BabyCenter regularly conducts research and provides thought leadership on pregnancy and parenting topics, popularly cited by major media outlets including The Wall Street Journal, Forbes, The Washington Post, BuzzFeed, Insider, MarketWatch, Axios.

===Community, blogs and social===
From its earliest days, BabyCenter has had a community area that allows people to join a group of parents with children born in the same month, known as a Birth Club. BabyCenter launched a blog called Momformation in 2007. Eventually, the name was changed to BabyCenter Blog.

In April 2021, the BabyCenter Community was identified in a research article within the journal PLOS Computational Biology as facilitating "unobstructed communication" between parents, which avoids the "strong echo chamber phenomena" that can foster and perpetuate vaccine misinformation.

===My Pregnancy and Baby Today App===
The app is available in three languages, although not all features are supported for every market. Initially the apps only featured pregnancy articles that could be found on the BabyCenter website, but over the years the feature set has expanded to include a growing list of app-specific tools such as weekly fetal development information, a kick tracker, a birth plan worksheet, a contraction timer, a baby growth tracker, a photo journal for pregnant women to record their pregnancy bellies, and a photo journal for documenting a baby's first year.

=== Mission Motherhood™ ===
BabyCenter was a cofounder of the Mobile Alliance for Maternal Action (MAMA), a public-private partnership between USAID, Johnson & Johnson, the UN Foundation, and BabyCenter from 2011 to-to 2015. The MAMA program sparked the creation of MomConnect, an initiative of the South African Department of Health for which BabyCenter developed SMS messages with health information about pregnancy and a child's first year of life.

BabyCenter helped develop similar messages for mMitra, a voice messaging program in India. A research article in the Maternal and Child Health Journal stated the mMitra program offered strong evidence "that tailored mobile phone voice messages can improve key infant care knowledge and practices that lead to improved infant health outcomes in low-resource settings.

BabyCenter's Mission Motherhood Messages were available to qualifying organizations on the BabyCenter website.
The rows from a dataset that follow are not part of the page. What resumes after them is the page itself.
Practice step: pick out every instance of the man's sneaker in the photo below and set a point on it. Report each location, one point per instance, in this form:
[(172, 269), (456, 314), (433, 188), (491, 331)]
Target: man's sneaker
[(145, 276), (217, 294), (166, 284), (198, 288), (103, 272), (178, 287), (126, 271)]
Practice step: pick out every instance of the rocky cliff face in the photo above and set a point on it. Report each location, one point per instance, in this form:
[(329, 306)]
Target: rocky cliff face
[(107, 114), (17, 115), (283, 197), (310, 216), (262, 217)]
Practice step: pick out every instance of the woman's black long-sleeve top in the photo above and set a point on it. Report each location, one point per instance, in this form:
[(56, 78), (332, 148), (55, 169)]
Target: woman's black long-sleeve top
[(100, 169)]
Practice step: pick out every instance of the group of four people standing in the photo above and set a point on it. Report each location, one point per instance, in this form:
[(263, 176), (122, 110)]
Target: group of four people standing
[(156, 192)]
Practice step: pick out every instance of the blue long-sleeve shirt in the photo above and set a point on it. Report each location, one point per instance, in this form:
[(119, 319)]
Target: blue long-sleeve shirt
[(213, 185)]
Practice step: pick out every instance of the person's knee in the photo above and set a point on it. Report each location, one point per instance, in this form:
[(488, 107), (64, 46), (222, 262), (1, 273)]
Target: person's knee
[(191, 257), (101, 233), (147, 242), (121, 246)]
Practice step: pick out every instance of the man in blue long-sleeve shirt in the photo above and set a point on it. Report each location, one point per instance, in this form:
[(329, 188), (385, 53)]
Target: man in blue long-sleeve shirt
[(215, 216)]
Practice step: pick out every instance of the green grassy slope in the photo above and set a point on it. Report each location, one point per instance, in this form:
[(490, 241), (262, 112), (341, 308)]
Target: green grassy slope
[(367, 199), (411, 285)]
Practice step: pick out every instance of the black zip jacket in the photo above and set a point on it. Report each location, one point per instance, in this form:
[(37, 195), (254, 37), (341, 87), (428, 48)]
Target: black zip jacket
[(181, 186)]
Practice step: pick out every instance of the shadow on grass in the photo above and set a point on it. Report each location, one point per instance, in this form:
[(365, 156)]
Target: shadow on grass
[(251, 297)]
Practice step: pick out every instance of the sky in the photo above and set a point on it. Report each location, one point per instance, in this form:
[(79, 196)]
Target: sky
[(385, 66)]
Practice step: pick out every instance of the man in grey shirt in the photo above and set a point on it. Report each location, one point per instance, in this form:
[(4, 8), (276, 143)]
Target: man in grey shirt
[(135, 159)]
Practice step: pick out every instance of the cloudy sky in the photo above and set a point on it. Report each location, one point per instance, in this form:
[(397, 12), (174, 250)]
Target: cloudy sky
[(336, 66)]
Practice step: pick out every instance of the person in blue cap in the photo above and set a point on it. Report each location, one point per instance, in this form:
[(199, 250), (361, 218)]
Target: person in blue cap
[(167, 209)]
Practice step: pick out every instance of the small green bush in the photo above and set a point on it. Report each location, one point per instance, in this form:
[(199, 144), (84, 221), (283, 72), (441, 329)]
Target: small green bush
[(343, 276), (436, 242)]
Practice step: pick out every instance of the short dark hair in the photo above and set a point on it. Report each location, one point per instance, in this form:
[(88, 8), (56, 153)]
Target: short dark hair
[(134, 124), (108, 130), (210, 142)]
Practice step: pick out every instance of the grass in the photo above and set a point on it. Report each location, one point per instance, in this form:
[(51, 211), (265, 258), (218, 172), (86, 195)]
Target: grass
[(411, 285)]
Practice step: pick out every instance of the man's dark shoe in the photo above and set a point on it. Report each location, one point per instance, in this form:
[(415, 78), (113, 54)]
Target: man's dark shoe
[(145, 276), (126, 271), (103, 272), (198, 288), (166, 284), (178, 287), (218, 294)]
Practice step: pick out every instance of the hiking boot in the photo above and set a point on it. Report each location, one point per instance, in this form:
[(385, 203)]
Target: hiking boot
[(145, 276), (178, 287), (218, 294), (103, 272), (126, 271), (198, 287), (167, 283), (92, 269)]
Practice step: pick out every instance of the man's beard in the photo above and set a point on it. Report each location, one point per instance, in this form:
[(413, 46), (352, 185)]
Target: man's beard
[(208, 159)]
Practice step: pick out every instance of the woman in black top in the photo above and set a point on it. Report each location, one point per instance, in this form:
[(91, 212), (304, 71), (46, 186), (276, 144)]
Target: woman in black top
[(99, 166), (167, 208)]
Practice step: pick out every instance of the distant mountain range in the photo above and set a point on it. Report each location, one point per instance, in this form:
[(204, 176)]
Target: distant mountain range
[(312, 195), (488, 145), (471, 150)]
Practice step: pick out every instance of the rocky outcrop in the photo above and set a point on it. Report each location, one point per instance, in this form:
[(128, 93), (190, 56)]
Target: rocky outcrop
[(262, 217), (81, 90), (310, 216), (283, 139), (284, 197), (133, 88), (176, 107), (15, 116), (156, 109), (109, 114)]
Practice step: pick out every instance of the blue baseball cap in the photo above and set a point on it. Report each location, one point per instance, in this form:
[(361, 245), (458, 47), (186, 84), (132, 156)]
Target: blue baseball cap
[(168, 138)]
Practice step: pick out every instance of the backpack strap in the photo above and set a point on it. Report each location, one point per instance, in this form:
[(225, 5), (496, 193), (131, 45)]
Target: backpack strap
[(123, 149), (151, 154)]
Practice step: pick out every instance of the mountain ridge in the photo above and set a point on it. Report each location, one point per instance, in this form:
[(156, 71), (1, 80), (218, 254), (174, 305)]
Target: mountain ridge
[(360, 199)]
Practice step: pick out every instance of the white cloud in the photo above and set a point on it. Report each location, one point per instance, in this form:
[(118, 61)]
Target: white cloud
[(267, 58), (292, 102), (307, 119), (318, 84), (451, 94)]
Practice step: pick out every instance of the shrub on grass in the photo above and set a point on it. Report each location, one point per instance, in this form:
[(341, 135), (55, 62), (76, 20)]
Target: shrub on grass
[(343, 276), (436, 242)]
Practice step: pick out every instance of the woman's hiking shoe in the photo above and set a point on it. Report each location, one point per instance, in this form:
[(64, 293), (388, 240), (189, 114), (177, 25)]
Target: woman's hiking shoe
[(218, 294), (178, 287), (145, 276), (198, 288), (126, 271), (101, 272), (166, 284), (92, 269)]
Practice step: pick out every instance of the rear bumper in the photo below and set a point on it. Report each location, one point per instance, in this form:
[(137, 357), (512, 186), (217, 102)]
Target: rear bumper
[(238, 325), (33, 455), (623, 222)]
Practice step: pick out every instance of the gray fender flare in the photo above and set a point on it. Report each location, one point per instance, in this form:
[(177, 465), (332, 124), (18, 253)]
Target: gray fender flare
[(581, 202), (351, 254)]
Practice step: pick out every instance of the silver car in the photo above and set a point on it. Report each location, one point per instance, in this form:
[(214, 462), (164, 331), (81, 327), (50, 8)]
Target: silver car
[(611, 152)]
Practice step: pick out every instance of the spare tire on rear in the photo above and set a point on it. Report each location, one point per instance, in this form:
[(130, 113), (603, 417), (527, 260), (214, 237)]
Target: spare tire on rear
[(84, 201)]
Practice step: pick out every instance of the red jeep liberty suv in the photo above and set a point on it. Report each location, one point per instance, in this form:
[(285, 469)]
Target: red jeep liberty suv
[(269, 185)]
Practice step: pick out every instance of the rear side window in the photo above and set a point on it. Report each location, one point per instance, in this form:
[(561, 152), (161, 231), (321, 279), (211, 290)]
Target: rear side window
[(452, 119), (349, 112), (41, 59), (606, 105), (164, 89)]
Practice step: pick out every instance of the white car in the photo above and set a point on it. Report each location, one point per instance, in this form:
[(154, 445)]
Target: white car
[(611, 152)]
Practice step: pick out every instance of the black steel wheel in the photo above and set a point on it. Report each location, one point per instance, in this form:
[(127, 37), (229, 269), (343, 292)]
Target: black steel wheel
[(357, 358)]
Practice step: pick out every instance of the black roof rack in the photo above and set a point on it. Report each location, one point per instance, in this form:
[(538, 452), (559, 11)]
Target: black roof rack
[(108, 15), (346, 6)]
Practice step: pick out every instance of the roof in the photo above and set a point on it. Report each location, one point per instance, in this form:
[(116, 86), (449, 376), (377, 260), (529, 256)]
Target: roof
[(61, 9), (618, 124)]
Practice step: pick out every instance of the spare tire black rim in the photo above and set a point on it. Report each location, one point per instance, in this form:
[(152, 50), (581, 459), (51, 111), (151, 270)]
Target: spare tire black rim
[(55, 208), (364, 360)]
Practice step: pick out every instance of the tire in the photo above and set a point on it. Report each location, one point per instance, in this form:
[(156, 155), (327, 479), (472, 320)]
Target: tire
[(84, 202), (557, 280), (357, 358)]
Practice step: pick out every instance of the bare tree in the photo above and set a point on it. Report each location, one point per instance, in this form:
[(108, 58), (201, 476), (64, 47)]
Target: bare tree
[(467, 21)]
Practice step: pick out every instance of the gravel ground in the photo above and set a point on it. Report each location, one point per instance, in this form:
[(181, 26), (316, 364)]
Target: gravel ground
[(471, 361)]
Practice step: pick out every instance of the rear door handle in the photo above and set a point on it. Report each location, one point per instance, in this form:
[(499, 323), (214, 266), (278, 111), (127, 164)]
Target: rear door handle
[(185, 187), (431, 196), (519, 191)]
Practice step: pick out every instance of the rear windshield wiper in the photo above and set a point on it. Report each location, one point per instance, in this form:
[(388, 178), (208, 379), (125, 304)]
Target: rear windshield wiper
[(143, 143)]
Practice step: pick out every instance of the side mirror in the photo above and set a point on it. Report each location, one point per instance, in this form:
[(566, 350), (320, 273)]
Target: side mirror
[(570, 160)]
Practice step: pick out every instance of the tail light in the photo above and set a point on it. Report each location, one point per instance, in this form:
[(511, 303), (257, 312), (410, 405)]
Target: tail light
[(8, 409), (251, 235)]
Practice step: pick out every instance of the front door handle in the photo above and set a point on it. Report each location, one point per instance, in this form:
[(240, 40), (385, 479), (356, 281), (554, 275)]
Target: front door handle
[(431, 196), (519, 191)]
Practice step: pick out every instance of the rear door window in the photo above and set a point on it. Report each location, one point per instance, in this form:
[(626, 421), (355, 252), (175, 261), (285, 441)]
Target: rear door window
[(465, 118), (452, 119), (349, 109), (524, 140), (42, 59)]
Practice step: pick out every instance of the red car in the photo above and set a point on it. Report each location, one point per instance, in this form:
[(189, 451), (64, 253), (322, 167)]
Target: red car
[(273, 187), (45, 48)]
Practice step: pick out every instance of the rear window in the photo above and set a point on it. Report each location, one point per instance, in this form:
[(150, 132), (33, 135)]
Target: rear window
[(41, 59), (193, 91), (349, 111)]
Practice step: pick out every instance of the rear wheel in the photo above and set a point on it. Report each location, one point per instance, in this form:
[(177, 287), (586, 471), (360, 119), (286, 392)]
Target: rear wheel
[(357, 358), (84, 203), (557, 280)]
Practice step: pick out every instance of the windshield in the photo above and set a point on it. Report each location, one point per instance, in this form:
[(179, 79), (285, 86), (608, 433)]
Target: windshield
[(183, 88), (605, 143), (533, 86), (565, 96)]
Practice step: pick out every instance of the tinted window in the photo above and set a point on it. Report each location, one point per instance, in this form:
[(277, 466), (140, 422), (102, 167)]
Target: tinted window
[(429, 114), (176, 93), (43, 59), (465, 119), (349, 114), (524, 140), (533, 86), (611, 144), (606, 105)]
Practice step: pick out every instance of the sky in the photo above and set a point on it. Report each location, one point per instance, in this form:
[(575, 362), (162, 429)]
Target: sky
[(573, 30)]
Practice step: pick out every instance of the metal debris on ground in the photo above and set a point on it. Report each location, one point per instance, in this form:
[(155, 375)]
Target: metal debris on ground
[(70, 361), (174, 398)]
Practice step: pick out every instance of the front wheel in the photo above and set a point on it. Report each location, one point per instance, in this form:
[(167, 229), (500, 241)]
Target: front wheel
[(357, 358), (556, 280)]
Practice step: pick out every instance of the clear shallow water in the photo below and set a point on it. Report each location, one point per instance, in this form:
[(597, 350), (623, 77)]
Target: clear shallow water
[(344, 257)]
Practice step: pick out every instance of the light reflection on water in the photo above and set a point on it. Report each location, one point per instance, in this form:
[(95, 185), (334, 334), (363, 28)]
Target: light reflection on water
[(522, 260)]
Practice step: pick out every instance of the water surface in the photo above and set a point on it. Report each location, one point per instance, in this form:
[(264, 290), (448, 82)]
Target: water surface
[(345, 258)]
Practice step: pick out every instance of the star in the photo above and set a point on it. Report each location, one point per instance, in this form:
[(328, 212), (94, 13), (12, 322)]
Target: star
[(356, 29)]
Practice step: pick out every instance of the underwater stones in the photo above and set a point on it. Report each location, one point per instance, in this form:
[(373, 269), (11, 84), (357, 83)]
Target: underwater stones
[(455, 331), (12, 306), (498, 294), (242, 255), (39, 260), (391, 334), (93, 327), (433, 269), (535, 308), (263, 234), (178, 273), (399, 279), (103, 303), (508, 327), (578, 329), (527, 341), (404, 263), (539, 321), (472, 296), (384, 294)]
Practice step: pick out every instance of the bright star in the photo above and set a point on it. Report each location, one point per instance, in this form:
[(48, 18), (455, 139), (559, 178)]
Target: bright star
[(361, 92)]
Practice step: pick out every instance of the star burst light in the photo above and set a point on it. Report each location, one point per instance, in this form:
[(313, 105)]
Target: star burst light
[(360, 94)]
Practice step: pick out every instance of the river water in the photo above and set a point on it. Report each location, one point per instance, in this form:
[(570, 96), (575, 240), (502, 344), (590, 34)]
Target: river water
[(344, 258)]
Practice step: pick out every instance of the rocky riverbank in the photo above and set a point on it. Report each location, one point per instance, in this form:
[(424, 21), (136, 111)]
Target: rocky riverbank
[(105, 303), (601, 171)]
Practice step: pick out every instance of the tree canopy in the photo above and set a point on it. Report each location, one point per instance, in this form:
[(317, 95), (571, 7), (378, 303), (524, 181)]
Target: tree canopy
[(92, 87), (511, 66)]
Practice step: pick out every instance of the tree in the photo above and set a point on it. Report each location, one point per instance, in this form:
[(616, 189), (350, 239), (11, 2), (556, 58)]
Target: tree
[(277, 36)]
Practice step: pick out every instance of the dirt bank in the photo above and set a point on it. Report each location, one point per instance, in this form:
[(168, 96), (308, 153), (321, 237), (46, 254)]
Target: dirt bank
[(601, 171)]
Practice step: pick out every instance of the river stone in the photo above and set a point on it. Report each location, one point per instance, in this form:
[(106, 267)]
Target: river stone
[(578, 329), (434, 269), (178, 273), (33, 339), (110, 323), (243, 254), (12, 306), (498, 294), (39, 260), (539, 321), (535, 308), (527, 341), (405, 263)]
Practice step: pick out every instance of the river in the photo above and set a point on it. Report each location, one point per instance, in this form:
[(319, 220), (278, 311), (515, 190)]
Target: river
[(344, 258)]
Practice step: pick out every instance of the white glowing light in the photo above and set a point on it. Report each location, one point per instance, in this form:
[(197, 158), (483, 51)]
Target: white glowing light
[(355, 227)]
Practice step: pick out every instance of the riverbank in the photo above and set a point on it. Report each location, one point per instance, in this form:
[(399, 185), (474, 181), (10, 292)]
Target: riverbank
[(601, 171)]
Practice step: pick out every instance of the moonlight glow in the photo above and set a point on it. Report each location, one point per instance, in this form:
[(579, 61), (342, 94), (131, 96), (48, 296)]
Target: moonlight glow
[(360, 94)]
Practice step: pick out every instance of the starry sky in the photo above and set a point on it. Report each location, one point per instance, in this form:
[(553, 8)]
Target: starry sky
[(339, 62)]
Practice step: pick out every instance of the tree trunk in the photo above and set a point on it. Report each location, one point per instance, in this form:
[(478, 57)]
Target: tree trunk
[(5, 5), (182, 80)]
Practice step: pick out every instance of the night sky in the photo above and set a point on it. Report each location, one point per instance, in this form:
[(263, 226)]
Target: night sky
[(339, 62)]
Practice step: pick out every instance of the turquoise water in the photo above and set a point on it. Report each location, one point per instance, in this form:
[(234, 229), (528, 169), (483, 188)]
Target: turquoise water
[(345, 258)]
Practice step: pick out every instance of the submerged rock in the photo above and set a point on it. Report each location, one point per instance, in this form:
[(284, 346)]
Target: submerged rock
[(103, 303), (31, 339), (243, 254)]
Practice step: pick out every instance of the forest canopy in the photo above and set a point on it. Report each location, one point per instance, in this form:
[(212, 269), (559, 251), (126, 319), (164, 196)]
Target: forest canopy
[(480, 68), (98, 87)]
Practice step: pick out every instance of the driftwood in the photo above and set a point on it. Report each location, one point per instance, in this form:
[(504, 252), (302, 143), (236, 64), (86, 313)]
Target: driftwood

BabyCenter contributed websites for Free Basics. These websites featured age and stage-based pregnancy and baby articles targeted to low-income, lower-education women who would not otherwise have access to health information. Content developed for this program was also used to support a UNICEF SMS program during the 2016 Zika outbreak.

==Awards and recognition==
In 1998, BabyCenter won a Webby Award for Best Home Site. Since then, it has been nominated for a Webby Award 19 times and won either a Webby or a People's Choice Webby Award 12 times – including a People's Voice win in 2021 for Lifestyle websites and mobile sites and a Webby in 2025 for Social – Health & Wellness.

In 2002, it won Service Journalism award from Online Journalism Awards (OJA).

In 2015, BabyCenter won five Digital Health Awards for content about autism in children. In 2016, BabyCenter won seven Digital Health Awards: four for videos about the aches and pains of pregnancy, baby sleep, and the walking milestone in child development; two for articles about baby sleep training and sleep apnea in babies; and one for the BabyCenter mobile app My Pregnancy & Baby Today. In 2021, Forbes Health chose My Pregnancy & Baby Today as the best pregnancy app of 2021, and Women's Health identified it as one of the best pregnancy apps of the year.